I was able to access my Google Apps email account using the integrated email app and selecting Gmail. This worked pretty well, the setup was straightforward and figuring out how to use Gmail on the iPad was a snap. Again, the thing I didn't like was that I was not able to access my Google Docs from this app. I tried a number of ways and finally gave up after diving into the forums and finding there would be no happy ending today.
So I decided to find another app, maybe something more fun. But first, I went to log out of Gmail and couldn't find the secret decoder ring. I figured this had to be pilot error - how can you not have a logout function for email? As much as I tried I couldn't find my way out of Gmail. Good lord! So I hit the forums again and found out, sure enough, there is no way to log out of Gmail on an iPhone- and by extension - an iPad. If you want to shut down access to Gmail after having set it up, you have to delete the account from the email application using the "settings" application. Seems a bit extreme if all you want to do is make sure people can't peek at your email.

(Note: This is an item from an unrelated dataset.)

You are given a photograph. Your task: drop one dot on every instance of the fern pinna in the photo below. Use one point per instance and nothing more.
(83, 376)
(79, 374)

Now, its important to lay blame at the right party here, which is Google in this case. And although I'm tempted to say this is probably some treachery waged against Apple by Google, the main issue is that Gmail on the iPad is just the iPhone version running on it's younger and larger sibling. A lot of people choose to keep their email access open all the time on their smartphones so they can stay on top of messages without having to constantly log in to see them. But there are also times when people just want to lock down their information so others can't see it. The iPad is a tablet and not a smartphone, and whereas smartphones are personal devices that you can hide in your pocket, the iPad - simply by virtue of it's size is more exposed to mischief. Not only that, but its also something that people seem to like sharing an awful lot. If we had one at home, I'm sure there would be some contention about who gets to use it.
Anyway, the point is, not allowing somebody to log out of an account where there is sensitive, private information from family members, co-workers, financial accounts and other important sources is simply ridiculous. Not only can your personal, private information be compromised, but there is also the risk that somebody else can access your account and send fake emails on your behalf - without you knowing about it.
When I explored apps at Apple's online store, I definitely got the feeling that a lot of them were designed for the iPhone and didn't really translate all that well to the iPad. Opera's Mini Browser was a good example. The functionality it had was decent, but the scaling of it on the screen was far less than perfect.
On the positive side, I really liked the book reader, which I thought was stellar and might be the ultimate app for the iPad. But if all I want is a book reader, I'd probably prefer a Kindle, with its included wifi service. In short, the iPad is new - and I think it shows. I'm still interested in getting one sometime, but I have to figure out if I want it to be more like a PC than a smartphone. Today, I'm inclined to look for a tablet that is less of a computing toy than the iPad is.